To train the deep model:

JOB_ID="smallclicks_deep_$(date +%Y%m%d_%H%M%S)"
gcloud ml-engine jobs submit training "$JOB_ID" \
  --module-name trainer.task \
  --package-path trainer \
  --staging-bucket "$BUCKET" \
  --region us-central1 \
  --config config-small.yaml \
  --async \
  -- \
  --dataset kaggle \
  --model_type deep \
  --hidden_units 600 600 600 600 \
  --batch_size 512 \
  --output_path "${GCS_PATH_SMALL}/model/${JOB_ID}" \
  --raw_metadata_path "${PREPROCESS_OUTPUT_SMALL}/raw_metadata" \
  --transformed_metadata_path "${PREPROCESS_OUTPUT_SMALL}/transformed_metadata" \
  --transform_savedmodel "${PREPROCESS_OUTPUT_SMALL}/transform_fn" \
  --eval_data_paths "${PREPROCESS_OUTPUT_SMALL}/features_eval*" \
  --train_data_paths "${PREPROCESS_OUTPUT_SMALL}/features_train*"
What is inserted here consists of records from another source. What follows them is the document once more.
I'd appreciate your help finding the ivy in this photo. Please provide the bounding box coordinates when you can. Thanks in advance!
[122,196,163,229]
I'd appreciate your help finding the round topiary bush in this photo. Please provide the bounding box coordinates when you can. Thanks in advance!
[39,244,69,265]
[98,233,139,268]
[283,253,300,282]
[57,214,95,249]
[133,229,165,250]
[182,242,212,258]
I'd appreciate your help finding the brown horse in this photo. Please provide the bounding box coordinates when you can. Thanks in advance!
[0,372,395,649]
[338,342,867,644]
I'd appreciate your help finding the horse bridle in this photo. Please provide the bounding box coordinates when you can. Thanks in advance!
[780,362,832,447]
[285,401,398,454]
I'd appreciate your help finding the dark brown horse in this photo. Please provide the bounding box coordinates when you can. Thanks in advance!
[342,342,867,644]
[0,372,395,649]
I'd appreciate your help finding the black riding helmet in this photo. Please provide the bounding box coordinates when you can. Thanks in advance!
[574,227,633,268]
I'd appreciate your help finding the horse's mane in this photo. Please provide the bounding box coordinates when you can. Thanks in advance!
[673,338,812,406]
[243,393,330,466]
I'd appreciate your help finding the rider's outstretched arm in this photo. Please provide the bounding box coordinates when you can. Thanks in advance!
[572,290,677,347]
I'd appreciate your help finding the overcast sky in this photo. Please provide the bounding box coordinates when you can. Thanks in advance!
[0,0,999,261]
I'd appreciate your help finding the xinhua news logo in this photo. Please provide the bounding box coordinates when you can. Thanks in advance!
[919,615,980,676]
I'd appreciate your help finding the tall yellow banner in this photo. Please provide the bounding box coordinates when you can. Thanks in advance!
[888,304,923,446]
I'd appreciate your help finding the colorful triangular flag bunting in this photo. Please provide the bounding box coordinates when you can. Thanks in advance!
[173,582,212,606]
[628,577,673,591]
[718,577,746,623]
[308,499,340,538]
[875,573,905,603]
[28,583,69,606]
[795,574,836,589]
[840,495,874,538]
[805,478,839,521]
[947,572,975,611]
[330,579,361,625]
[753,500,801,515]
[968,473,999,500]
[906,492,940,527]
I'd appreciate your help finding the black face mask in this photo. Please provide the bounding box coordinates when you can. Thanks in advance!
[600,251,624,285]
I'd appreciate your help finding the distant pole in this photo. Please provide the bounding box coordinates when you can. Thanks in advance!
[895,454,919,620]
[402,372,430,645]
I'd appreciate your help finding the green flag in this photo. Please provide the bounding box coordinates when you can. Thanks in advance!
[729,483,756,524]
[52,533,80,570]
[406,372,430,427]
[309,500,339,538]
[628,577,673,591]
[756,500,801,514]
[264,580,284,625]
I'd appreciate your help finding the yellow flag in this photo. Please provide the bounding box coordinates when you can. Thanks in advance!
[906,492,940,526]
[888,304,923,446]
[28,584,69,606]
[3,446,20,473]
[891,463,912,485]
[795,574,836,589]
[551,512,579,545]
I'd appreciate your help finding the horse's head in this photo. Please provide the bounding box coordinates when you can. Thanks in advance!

When using the distributed configuration, the linear model may take as little as 10 minutes to train, and the deep model should finish in around 90 minutes. Again you can point Tensorboard to the output path to follow training progress.
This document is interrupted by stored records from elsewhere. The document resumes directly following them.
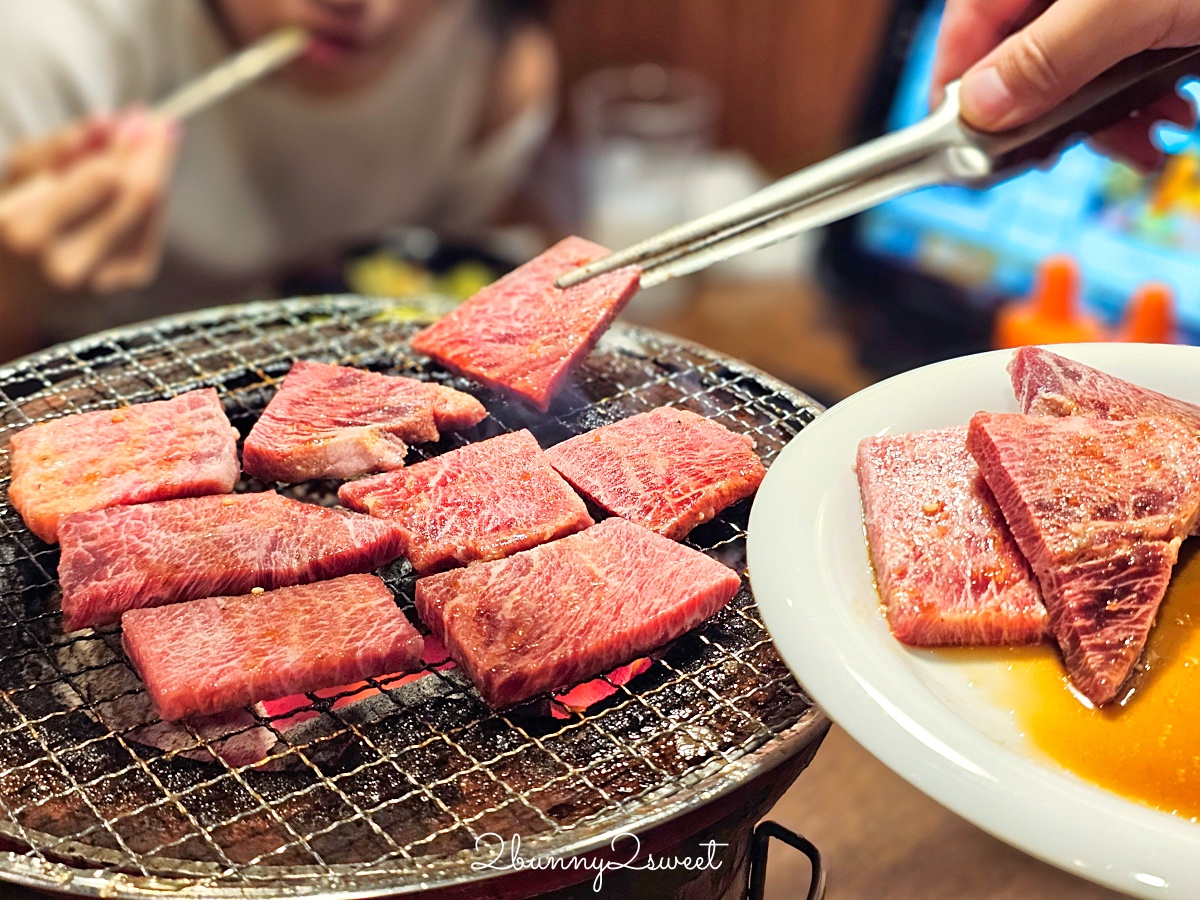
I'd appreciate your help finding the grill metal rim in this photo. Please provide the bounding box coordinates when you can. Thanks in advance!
[0,296,828,898]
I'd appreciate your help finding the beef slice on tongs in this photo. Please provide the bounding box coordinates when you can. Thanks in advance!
[967,413,1200,706]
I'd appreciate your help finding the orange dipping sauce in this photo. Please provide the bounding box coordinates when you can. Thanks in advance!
[949,539,1200,820]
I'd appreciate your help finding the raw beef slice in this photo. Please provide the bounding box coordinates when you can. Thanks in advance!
[412,238,641,410]
[8,388,238,544]
[59,491,401,631]
[546,407,767,540]
[967,413,1200,706]
[121,575,422,721]
[1008,347,1200,434]
[857,427,1046,647]
[1008,347,1200,528]
[416,518,742,708]
[242,360,487,484]
[337,431,592,574]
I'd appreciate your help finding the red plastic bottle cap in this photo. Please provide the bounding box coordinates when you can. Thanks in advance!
[1121,282,1175,343]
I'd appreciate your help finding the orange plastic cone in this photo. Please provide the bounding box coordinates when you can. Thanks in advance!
[1117,282,1176,343]
[992,256,1105,349]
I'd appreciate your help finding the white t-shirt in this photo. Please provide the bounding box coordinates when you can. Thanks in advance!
[0,0,551,336]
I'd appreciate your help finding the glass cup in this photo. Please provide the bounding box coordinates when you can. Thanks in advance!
[571,64,719,322]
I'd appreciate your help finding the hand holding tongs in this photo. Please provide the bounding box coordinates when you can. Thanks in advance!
[557,47,1200,288]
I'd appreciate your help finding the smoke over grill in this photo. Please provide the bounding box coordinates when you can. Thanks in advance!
[0,298,823,896]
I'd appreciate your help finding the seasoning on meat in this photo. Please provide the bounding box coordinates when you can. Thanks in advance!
[242,360,487,484]
[967,413,1200,706]
[416,518,742,708]
[8,388,238,544]
[546,407,767,540]
[59,491,402,631]
[412,238,641,410]
[121,575,422,721]
[857,426,1046,647]
[337,431,592,572]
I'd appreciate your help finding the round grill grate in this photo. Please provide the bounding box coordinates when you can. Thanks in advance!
[0,298,824,896]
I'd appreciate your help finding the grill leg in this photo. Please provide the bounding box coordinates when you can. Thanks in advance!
[746,822,826,900]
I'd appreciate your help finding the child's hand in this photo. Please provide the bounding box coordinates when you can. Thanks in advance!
[934,0,1200,168]
[0,109,178,293]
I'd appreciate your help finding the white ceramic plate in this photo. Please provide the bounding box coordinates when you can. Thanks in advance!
[748,344,1200,898]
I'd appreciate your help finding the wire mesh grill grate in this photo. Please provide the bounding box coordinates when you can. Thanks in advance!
[0,298,820,895]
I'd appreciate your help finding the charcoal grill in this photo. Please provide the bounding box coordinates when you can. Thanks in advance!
[0,296,828,898]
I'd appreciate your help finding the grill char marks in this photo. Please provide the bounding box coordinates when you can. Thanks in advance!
[857,426,1046,647]
[242,360,487,484]
[121,575,424,721]
[337,431,592,574]
[8,388,238,544]
[412,238,641,410]
[59,492,401,631]
[546,407,767,540]
[967,413,1200,706]
[416,518,742,708]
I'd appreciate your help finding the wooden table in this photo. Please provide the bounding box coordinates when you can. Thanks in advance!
[652,283,1118,900]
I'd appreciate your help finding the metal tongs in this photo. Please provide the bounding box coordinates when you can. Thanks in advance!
[557,47,1200,288]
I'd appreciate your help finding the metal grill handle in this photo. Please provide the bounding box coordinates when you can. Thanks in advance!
[746,821,826,900]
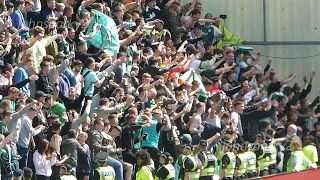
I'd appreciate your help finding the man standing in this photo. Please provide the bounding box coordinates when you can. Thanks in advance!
[17,107,46,169]
[13,57,38,97]
[141,109,171,167]
[89,119,123,180]
[61,129,87,175]
[10,0,30,40]
[189,102,205,145]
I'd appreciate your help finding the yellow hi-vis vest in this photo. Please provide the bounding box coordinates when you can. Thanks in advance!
[224,152,236,177]
[96,166,116,180]
[265,143,277,165]
[216,24,242,49]
[238,153,248,176]
[155,163,176,180]
[199,150,217,177]
[182,155,202,180]
[60,174,77,180]
[258,145,270,171]
[245,151,257,173]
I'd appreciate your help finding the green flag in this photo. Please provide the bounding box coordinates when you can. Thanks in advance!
[193,73,208,102]
[87,10,120,56]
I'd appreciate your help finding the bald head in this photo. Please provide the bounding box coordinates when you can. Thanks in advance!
[287,124,298,136]
[148,88,157,99]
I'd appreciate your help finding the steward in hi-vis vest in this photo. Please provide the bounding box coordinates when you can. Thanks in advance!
[198,140,217,180]
[155,152,176,180]
[93,151,116,180]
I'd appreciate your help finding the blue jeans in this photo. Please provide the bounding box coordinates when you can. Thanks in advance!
[17,147,29,169]
[107,156,123,180]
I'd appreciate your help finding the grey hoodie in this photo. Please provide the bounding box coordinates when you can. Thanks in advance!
[61,138,87,168]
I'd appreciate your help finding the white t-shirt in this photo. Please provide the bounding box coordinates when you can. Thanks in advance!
[187,60,201,69]
[0,76,9,85]
[206,108,221,128]
[231,111,239,127]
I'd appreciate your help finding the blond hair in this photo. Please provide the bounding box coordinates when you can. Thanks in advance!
[291,141,302,151]
[50,134,62,153]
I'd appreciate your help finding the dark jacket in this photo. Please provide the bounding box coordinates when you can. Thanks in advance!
[282,135,302,172]
[36,72,54,94]
[77,144,91,176]
[240,106,276,142]
[61,138,87,167]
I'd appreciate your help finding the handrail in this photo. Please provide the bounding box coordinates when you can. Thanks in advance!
[248,166,320,180]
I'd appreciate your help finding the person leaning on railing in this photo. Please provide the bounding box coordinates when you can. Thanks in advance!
[287,141,316,172]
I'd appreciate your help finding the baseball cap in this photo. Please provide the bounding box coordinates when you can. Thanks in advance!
[61,163,72,172]
[23,167,33,177]
[181,134,192,144]
[181,144,193,151]
[199,139,208,146]
[34,91,47,99]
[112,125,122,133]
[157,19,164,24]
[96,151,108,161]
[204,13,213,19]
[160,152,170,159]
[13,169,22,178]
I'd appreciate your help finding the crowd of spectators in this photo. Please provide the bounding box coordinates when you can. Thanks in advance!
[0,0,320,180]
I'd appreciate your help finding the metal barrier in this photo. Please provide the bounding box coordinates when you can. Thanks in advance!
[250,167,320,180]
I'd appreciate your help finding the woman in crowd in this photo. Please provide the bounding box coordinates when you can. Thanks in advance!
[302,135,319,166]
[287,141,316,172]
[50,134,69,180]
[33,139,57,180]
Cloud Run for the Large Dataset

To train the linear model:

JOB_ID="largeclicks_linear_$(date +%Y%m%d_%H%M%S)"
gcloud ml-engine jobs submit training "$JOB_ID" \
  --module-name trainer.task \
  --package-path trainer \
  --staging-bucket "$BUCKET" \
  --region us-central1 \
  --config config-large.yaml \
  --async \
  -- \
  --dataset large \
  --model_type linear \
  --l2_regularization 3000 \
  --eval_steps 1000 \
  --output_path "${GCS_PATH_LARGE}/model/${JOB_ID}" \
  --raw_metadata_path "${PREPROCESS_OUTPUT_LARGE}/raw_metadata" \
  --transformed_metadata_path "${PREPROCESS_OUTPUT_LARGE}/transformed_metadata" \
  --transform_savedmodel "${PREPROCESS_OUTPUT_LARGE}/transform_fn" \
  --eval_data_paths "${PREPROCESS_OUTPUT_LARGE}/features_eval*" \
  --train_data_paths "${PREPROCESS_OUTPUT_LARGE}/features_train*"
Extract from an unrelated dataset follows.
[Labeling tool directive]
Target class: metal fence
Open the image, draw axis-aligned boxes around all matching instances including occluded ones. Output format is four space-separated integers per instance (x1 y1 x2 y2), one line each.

To train the linear model without crosses, add the option --ignore_crosses and use --l2_regularization 1000 for best results.

To train the deep model:

JOB_ID="largeclicks_deep_$(date +%Y%m%d_%H%M%S)"
gcloud ml-engine jobs submit training "$JOB_ID" \
  --module-name trainer.task \
  --package-path trainer \
  --staging-bucket "$BUCKET" \
  --region us-central1 \
  --config config-large.yaml \
  --async \
  -- \
  --dataset large \
  --model_type deep \
  --hidden_units 1024 512 256 \
  --batch_size 512 \
  --eval_steps 250 \
  --output_path "${GCS_PATH_LARGE}/model/${JOB_ID}" \
  --raw_metadata_path "${PREPROCESS_OUTPUT_LARGE}/raw_metadata" \
  --transformed_metadata_path "${PREPROCESS_OUTPUT_LARGE}/transformed_metadata" \
  --transform_savedmodel "${PREPROCESS_OUTPUT_LARGE}/transform_fn" \
  --eval_data_paths "${PREPROCESS_OUTPUT_LARGE}/features_eval*" \
  --train_data_paths "${PREPROCESS_OUTPUT_LARGE}/features_train*"